Pesan Populer

Pilihan Editor - 2019

Astronom menemukan galaksi berputar seperti jarum jam

Anonim

Astronom telah menemukan bahwa semua galaksi berputar sekali setiap miliar tahun, tidak peduli seberapa besar mereka.

iklan


Bumi berputar pada sumbunya sekali memberi kita panjangnya satu hari, dan orbit lengkap Bumi mengelilingi Matahari memberi kita satu tahun.

"Ini bukan ketepatan jam Swiss, " kata Profesor Gerhardt Meurer dari simpul UWA Pusat Internasional untuk Penelitian Astronomi Radio (ICRAR).

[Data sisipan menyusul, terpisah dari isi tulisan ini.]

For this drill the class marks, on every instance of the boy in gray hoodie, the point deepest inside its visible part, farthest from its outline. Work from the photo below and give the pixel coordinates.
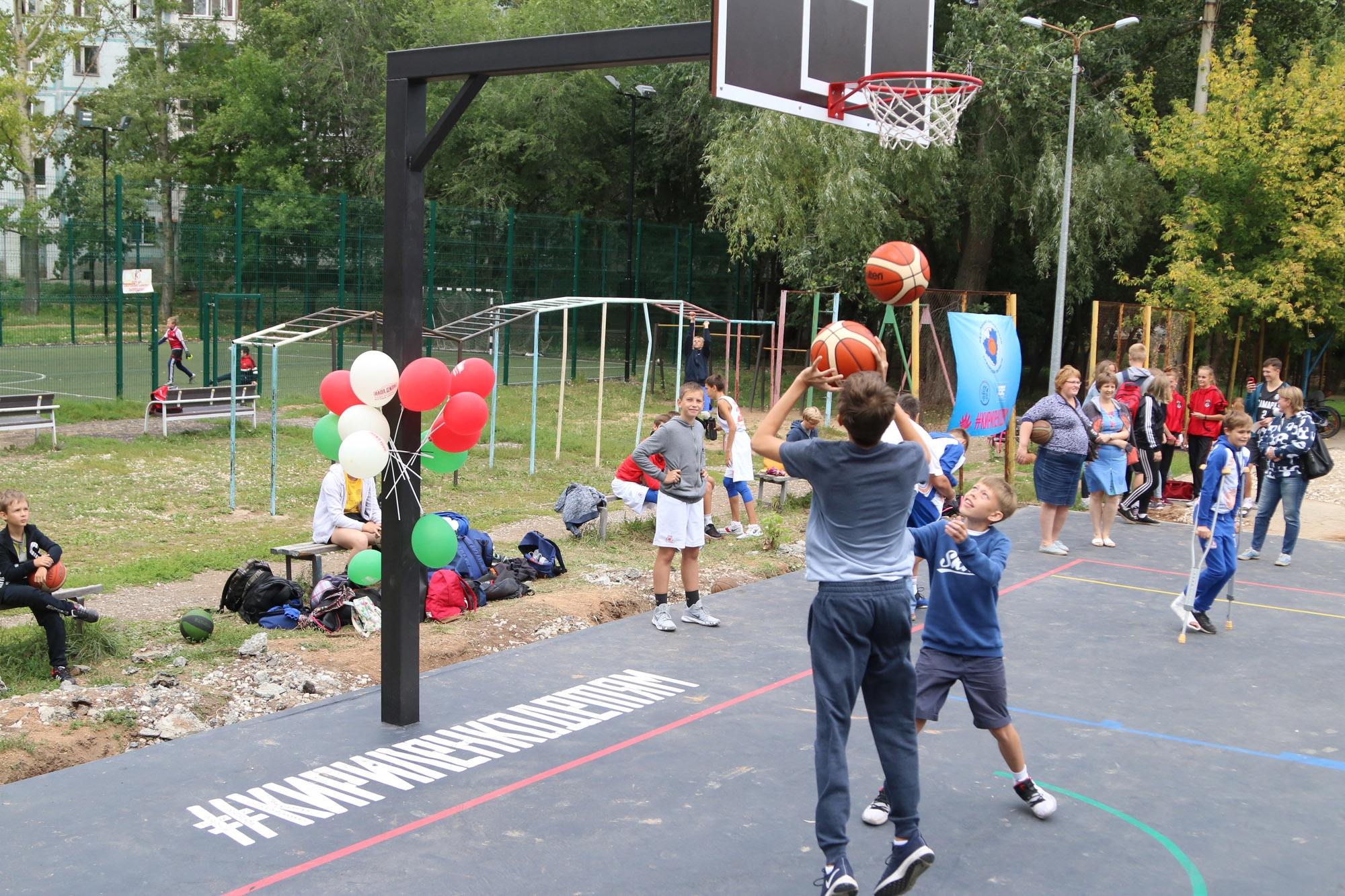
(679, 518)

"Tapi terlepas dari apakah galaksi sangat besar atau sangat kecil, jika Anda bisa duduk di tepi ekstrem dari piringannya saat berputar, itu akan membawa Anda sekitar satu miliar tahun untuk pergi sepanjang jalan."

Profesor Meurer mengatakan bahwa dengan menggunakan matematika sederhana, Anda dapat menunjukkan semua galaksi dengan ukuran yang sama memiliki kerapatan interior rata-rata yang sama.

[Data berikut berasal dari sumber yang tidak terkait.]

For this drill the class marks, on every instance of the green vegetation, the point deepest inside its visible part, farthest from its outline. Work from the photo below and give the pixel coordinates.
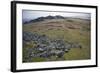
(79, 33)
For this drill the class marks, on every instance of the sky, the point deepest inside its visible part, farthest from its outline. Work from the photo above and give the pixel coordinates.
(28, 15)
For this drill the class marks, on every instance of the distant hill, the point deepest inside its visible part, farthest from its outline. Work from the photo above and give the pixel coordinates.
(44, 18)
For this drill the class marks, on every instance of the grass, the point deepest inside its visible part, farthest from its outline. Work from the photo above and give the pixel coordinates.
(72, 35)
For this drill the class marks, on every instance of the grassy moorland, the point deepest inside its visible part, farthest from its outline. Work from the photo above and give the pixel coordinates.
(72, 30)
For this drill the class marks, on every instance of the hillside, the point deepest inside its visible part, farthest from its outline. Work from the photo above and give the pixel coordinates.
(68, 30)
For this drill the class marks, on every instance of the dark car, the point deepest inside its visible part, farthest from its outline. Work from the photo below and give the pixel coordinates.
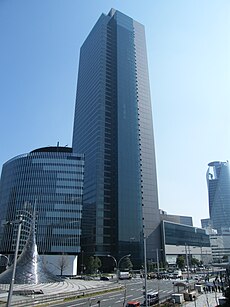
(104, 278)
(133, 304)
(152, 298)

"Menemukan keteraturan seperti itu dalam galaksi benar-benar membantu kita untuk lebih memahami mekanika yang membuat mereka berdetak-Anda tidak akan menemukan galaksi padat berputar cepat, sementara yang lain dengan ukuran yang sama tetapi kepadatan lebih rendah berputar lebih lambat, " katanya.

Profesor Meurer dan timnya juga menemukan bukti bintang-bintang tua yang ada di tepi galaksi.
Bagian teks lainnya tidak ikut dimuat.